Lucy remained in the attic, where the kindergarten equipment looked strangely bright and fresh; too bright and too
fresh to be what it really was, the death of all her hopes. Why is it we never give anything away? she wondered. Other people discard and dispose of things and start afresh with only what they need and can use, but everything we ever had is here, ready to speak out against us on the Day of Judgment.… She pushed the chairs closer together so that the kindergarten equipment took up less room, and rearranged the coloured paper, the yarns, and the boxes of scissors in a neat pile.
“Are you still up there?” Alice called from below, and, receiving an answer, came up the attic stairs.
“It doesn’t look like very much, does it?” she said, staring at the tables and chairs.
“Well, it’s paid for,” Lucy said. “That’s the main thing. Maybe we can sell it some time.”
“Or maybe we can use it ourselves,” Alice said, “after people have forgotten.”

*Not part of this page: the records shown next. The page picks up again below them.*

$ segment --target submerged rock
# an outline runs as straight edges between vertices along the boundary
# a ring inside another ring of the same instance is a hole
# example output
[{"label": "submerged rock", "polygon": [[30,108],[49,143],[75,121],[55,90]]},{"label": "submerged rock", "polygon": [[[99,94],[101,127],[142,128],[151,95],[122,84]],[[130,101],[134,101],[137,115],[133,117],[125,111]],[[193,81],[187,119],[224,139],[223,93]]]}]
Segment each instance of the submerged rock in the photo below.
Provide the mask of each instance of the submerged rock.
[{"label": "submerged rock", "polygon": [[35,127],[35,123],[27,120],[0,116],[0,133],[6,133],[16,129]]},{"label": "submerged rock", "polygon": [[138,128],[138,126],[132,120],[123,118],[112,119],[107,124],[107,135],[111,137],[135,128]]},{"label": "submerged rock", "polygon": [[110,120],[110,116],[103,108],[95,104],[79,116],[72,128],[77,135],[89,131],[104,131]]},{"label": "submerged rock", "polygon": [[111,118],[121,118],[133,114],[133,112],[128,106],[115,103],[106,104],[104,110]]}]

“No,” Lucy said. “It’s done for. I don’t know why we keep it. We’ll never have any use for it, and we’ll never sell it. It’s just going to stay up here, with the trunks and the Baedekers.” Her eyes wandered to the suitcases in the corner, with faded cracked labels—Lake Como, Grand Hotel, Nice,
Roma, Firenze
, and
Compagnie Générale Transatlantique
.
“Any time we want to start living our lives all over again, everything we need is here—except courage.”